Last October Ancestry.com acquired a very exciting property called Find A Grave which focused on collecting content around the graves of family, loved ones and famous people. With the acquisition we wanted to take Find A Grave to the next level and provide the current users new and better experiences around consuming and contributing content. Find A Grave has been around for over 15 years and has done a tremendous job of organically growing the website and user base.
Around the time of the acquisition I was asked to lead the engineering efforts, manage a successful transition and focus on new experiences. But this was a challenge because Find A Grave serves millions of page views a day, was running on a different web technology stack, sitting in a set of physical rack mount servers in a separate data center at the time and contains over 100 million photos and over 116 million memorials.
Our objective was to transition all hardware and code to a modernized infrastructure within a short amount of time to provide the Find A Grave users with a better performing experience (quick page load times) and support future scale and growth over the years.
We also knew we needed to build a mobile app; it just makes sense. One of the primary goals of users for the site is to go out into cemeteries and take photos of grave sites. Before the Find A Grave app it was an arduous and quite disconnected workflow to take photos of a grave site, come back home, download all of the photos to a computer and then upload each photo to the site one by one, etc. As you can see, if you have 100 photos to process this can be quite a pain!
So our goal is to make mobile front and center for Find A Grave and we started with iOS.
Building the Team
The first step was to build the team and get moving, and I quickly hired two amazingly talented iOS developers to focus on the iOS app, John Mead and Shengzhe Chen. John came from the freelance world working on many different iOS applications for different companies and startups. And Shengzhe was doing mobile payment development before joining Ancestry.com.
We then hired a backend engineer to come in and bring some really awesome skills to the team, Prasanna Ramanujam. He is currently positioning Find A Grave to be a very API driven application which allows us to work with many external clients from the ground up. Prasanna comes from NodePrime as an engineer on their Node.js related datacenter infrastructure, and previously from VMware doing Node.js evangelism.
Next we hired another full stack engineer hero, Bob Dowling, to first focus on building a new, modern and flexible fronted to the application. We want to provide a more snappy and performant fronted to the website that ever before which includes optimizations throughout the whole stack. Bob comes from the freelance world as well focusing on both mobile and web applications.
And just recently we have an awesome new intern helping out, Shruti Joshi, who will be working with us to get the new website built.
And of course our product owner Mike Lawless, our designer Jonathan Rumella and the founder of Find A Grave, Jim Tipton, who have all been a tremendous help with all aspects of the team.
Infrastructure
Within a few months we were able to migrate all infrastructure, photos, database and content to the Ancestry data center. It was a very complex task as we needed to keep the existing site running live during this whole process. We also wanted to modernize the infrastructure and virtualize everything in our private virtual cloud.
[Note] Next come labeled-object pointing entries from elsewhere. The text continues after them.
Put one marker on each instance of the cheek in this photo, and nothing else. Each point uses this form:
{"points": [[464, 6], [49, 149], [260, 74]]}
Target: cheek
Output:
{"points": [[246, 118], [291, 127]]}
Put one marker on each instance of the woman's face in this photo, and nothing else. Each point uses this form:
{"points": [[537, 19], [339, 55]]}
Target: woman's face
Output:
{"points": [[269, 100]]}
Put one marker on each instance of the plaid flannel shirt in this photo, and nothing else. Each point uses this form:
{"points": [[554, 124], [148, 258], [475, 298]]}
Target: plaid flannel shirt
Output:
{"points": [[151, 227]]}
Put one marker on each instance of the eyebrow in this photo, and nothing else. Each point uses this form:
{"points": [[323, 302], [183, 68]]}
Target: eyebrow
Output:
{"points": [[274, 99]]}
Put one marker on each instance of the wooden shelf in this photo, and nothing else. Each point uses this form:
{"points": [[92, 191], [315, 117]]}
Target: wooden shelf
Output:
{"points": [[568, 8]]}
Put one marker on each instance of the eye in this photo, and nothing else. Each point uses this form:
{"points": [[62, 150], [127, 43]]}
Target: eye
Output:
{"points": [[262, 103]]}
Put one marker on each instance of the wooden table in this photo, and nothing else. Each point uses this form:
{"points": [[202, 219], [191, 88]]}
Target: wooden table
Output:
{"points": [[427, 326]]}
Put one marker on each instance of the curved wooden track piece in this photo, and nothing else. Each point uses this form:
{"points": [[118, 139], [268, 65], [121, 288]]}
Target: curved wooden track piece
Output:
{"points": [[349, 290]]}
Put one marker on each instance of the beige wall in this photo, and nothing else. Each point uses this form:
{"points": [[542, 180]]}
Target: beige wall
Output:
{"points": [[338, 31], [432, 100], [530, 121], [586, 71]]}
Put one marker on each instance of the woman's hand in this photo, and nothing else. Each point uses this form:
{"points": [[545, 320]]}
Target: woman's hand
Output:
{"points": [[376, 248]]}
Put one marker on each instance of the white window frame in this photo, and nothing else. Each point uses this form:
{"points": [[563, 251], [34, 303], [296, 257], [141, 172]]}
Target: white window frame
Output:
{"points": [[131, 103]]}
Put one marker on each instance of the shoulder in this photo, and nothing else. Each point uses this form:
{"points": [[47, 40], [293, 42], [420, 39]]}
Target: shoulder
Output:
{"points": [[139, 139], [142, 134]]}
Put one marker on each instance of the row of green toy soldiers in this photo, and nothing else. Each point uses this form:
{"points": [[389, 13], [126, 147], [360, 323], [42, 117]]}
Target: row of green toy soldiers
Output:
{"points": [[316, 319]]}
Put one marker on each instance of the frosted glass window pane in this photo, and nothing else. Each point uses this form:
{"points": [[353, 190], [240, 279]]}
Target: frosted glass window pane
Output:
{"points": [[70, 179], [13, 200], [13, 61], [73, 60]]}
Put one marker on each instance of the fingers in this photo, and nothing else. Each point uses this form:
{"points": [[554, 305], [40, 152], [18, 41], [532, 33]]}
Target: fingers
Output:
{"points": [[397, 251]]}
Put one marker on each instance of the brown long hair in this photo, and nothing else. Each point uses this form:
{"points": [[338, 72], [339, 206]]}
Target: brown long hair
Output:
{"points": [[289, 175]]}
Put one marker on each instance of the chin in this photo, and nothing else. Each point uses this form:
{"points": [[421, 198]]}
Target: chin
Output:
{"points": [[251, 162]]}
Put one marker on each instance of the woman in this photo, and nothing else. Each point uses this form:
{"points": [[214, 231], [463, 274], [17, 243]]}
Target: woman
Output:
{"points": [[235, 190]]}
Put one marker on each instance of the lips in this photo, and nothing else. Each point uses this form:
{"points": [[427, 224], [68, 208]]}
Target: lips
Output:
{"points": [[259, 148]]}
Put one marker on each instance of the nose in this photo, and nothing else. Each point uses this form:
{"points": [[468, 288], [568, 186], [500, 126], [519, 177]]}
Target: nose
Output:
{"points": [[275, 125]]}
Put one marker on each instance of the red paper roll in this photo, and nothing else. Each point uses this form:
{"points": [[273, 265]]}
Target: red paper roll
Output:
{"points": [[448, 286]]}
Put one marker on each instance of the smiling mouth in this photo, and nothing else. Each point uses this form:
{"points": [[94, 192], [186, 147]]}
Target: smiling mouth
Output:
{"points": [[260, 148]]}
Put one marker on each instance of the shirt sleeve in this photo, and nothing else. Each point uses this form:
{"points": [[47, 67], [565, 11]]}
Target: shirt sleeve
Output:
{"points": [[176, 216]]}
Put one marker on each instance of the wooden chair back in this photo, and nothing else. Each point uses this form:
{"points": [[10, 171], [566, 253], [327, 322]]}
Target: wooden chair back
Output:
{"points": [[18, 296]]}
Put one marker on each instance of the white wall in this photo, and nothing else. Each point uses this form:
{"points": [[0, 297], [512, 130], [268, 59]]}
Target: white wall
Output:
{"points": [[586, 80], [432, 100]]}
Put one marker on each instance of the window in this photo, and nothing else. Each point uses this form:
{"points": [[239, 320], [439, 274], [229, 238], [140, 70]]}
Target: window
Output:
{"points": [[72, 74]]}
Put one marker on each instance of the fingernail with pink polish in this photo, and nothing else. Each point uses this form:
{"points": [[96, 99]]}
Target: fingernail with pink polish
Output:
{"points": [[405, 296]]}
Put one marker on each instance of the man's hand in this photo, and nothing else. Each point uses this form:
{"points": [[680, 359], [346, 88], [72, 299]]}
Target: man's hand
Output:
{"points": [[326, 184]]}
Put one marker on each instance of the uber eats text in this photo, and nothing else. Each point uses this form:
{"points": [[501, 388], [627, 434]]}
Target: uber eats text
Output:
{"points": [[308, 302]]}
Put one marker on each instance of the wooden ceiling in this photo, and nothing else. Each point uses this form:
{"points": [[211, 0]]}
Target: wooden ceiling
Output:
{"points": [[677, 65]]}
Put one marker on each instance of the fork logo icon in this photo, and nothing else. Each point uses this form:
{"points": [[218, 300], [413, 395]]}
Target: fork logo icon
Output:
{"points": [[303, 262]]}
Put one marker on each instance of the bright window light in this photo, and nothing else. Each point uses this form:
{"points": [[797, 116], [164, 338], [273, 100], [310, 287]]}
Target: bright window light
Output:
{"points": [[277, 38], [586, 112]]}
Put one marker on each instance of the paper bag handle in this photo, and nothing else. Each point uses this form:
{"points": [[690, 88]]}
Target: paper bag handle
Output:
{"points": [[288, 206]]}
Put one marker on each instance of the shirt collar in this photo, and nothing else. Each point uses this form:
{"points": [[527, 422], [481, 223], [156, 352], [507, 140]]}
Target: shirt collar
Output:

Part of this was using Go for continuous integration and Chef for deployment and provisioning to our virtual instances. This will allow us to scale to future growth beyond the acquisition.
iOS
As a team we worked closely with our product manager, designer, and the Find A Grave founder to work through what we thought would be an amazing 1.0 iOS application. We were able to work very closely using some extremely lean principals to build quickly and efficiently. From conception to release the two person team was able to build a 1.0 release that contained over 10 major features to get a great mobile experience into our users hands in just about four months. We released the first version to the public at the beginning of March 2014 and we’re excited that millions of people will be able to use this over Memorial Day weekend to remember their loved ones. You can check out the app here.
Backend
Find A Grave grew as a Perl based web application over the past 15 years, so we are looking to build things from the ground up using Node.js. It works perfectly for our JSON API layer, provided great real-time support for our iOS app and works great for some of the new NoSQL infrastructure we’re putting in.
Website
We also know that the Find A Grave website needs a new, fresh facelift. Utilizing our UX team we are beginning to envision what that new look and feel looks like and trust us, it’s going to be amazing. This is where we are going to harness the power of a very client-driven web application that will utilize the new backend API services heavily using Backbone.js and Handlebar templating engine.
Accomplishments
To recap, we’ve built an amazing Find A Grave engineering team. We migrated all infrastructure in-house and virtualized everything through proper continuous integration and delivery platforms. We’ve released an iOS app with some more great features coming out soon. We’re rebuilding the backend from the ground up. Next on our list is giving the website a new facelift to provide a better user experience. Whew, that’s a lot in just 6 months to get started on.